Employers who layoff or furlough their staff could be subject to fines through the Affordable Care Act if they fail to offer those employees health coverage.
The COVID-19 pandemic has left many businesses little choice but to cut down on staff, but choosing not to outright terminate an employee could leave you open to one of two penalties, according to Rob Glus, partner and consulting actuary at Harrisburg-based financial advisory firm Conrad Siegel.
The act, commonly referred to as Obamacare, stipulates that employers with 50 or more full-time equivalent employees must offer at least 95% of their employees affordable health care. To determine what employees are considered full time during any given year, Glus said that most employers look back at the number of hours each employee worked the previous year and apply that to the next.
“If there is a furlough period where I am laid off, I am still considered a full-time employee for that period unless that employer terminates me,” Glus said.
Because each employee was already documented as full time for the coming year, employers need to offer some level of health care to the employees they furlough or layoff or they will be susceptible to the act’s “sledgehammer” penalty. The sledgehammer penalty is given to employers who fail to cover 95% of their employees. Businesses that incur the penalty are subject to $2,570 in fines for each full-time worker.
“From the Affordable Care Act perspective, that person is still a full time employee,” Glus said. “If I don’t offer coverage, I have opened myself to an employer-mandate penalty. You have to be careful with how you offer coverage.”
Glus suggests offering furloughed or laid off employees coverage through COBRA, a federal law that allows employees to continue their health care benefits but at 100% of the cost.
Offering COBRA to employees brings along its own risk.

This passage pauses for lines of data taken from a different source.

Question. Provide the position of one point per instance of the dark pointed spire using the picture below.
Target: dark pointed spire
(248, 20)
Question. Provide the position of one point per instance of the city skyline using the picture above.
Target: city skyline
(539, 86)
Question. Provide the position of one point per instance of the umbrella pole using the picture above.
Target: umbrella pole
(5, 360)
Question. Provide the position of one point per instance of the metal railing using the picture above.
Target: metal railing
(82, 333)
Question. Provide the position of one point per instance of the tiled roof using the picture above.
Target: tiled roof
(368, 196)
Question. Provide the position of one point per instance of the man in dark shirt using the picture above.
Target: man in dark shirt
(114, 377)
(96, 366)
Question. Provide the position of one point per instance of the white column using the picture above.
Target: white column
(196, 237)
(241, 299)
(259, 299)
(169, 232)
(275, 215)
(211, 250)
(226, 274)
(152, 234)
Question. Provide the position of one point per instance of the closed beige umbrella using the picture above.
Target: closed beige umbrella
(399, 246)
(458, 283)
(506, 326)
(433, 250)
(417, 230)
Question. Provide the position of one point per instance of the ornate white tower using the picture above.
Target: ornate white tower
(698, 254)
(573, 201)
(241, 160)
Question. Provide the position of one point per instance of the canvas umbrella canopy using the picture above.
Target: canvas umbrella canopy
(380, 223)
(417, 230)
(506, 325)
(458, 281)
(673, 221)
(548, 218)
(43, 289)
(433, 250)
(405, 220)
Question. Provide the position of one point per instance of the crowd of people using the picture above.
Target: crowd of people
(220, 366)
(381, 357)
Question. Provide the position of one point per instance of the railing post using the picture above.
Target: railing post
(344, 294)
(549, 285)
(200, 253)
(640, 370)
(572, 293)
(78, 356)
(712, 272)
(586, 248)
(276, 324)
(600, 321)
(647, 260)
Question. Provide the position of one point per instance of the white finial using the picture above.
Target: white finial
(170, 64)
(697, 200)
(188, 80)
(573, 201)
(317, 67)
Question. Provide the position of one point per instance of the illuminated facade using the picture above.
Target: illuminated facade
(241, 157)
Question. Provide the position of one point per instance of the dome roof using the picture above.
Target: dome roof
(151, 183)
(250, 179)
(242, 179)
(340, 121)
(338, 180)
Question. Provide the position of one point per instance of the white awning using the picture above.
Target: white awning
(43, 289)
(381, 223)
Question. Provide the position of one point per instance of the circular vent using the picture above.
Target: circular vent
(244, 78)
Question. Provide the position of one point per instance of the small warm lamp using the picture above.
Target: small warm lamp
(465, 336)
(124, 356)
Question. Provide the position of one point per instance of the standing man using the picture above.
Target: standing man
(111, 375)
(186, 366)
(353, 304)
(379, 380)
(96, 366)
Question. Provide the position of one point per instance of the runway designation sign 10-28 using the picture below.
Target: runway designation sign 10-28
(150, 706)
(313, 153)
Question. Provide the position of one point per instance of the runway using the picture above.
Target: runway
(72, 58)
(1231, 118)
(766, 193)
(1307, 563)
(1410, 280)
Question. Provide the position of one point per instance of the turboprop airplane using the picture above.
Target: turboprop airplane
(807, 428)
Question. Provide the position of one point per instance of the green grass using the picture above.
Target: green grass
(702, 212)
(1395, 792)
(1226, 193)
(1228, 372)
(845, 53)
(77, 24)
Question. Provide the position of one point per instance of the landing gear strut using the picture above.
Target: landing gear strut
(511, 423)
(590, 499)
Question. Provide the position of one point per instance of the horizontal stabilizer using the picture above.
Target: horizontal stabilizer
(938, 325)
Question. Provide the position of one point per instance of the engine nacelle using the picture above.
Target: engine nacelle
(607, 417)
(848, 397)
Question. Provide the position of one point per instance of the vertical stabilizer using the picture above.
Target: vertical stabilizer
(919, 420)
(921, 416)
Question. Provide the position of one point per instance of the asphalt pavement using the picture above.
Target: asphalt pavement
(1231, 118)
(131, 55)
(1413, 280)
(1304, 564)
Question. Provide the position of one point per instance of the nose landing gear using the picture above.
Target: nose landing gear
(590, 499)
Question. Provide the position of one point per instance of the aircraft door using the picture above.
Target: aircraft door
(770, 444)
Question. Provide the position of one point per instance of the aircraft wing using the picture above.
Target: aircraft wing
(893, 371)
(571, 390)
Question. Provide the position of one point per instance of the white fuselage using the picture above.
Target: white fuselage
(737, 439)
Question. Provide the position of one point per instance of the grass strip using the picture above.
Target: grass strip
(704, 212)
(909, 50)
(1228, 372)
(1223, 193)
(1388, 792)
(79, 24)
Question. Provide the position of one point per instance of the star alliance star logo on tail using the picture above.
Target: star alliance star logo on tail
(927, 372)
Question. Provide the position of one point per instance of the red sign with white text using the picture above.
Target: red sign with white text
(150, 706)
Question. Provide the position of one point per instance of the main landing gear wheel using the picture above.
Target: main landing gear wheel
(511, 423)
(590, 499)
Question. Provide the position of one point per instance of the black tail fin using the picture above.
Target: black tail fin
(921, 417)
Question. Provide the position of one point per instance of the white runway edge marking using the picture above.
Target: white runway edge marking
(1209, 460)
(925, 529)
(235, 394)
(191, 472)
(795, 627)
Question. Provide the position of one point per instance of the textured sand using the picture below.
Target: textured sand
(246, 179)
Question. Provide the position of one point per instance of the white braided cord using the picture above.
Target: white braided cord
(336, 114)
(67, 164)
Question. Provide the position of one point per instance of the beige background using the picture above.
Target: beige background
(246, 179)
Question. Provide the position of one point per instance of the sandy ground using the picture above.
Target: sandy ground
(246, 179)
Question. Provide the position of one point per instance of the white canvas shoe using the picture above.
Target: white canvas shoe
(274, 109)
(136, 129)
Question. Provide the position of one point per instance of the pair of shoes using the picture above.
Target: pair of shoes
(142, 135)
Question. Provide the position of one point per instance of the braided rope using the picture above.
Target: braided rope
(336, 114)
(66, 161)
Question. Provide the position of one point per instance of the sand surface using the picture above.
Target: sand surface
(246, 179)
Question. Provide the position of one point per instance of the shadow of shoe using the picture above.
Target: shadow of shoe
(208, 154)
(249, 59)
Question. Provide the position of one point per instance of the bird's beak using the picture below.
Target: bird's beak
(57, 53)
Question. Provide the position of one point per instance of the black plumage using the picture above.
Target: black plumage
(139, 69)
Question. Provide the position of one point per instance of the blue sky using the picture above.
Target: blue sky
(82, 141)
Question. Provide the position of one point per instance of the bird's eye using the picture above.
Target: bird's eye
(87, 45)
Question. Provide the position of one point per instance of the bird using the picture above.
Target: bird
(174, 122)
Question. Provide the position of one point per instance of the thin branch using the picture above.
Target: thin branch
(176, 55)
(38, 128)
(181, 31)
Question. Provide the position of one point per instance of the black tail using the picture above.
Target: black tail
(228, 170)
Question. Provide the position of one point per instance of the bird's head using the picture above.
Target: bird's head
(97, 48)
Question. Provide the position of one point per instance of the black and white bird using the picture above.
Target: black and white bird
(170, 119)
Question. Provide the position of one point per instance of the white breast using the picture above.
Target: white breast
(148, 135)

If an employee declines to keep their benefits through COBRA and elects a subsidized policy in the ACA marketplace, the employer could receive a “tack-hammer” penalty of $3,860 for that employee.
“The offer of COBRA is considered to be an offer of coverage and you’ve protected yourself as an employer for that calendar year, but it does open you up to the tack-hammer, or affordability penalty, as there is a possibility that the offer of coverage you are providing would be considered unaffordable,” Glus said.
Taking on the risk of the tack-hammer penalty could be worth it for employers since paying for coverage is a guaranteed expense but allowing an employee to turn down COBRA only has the risk of a potential penalty, said Glus.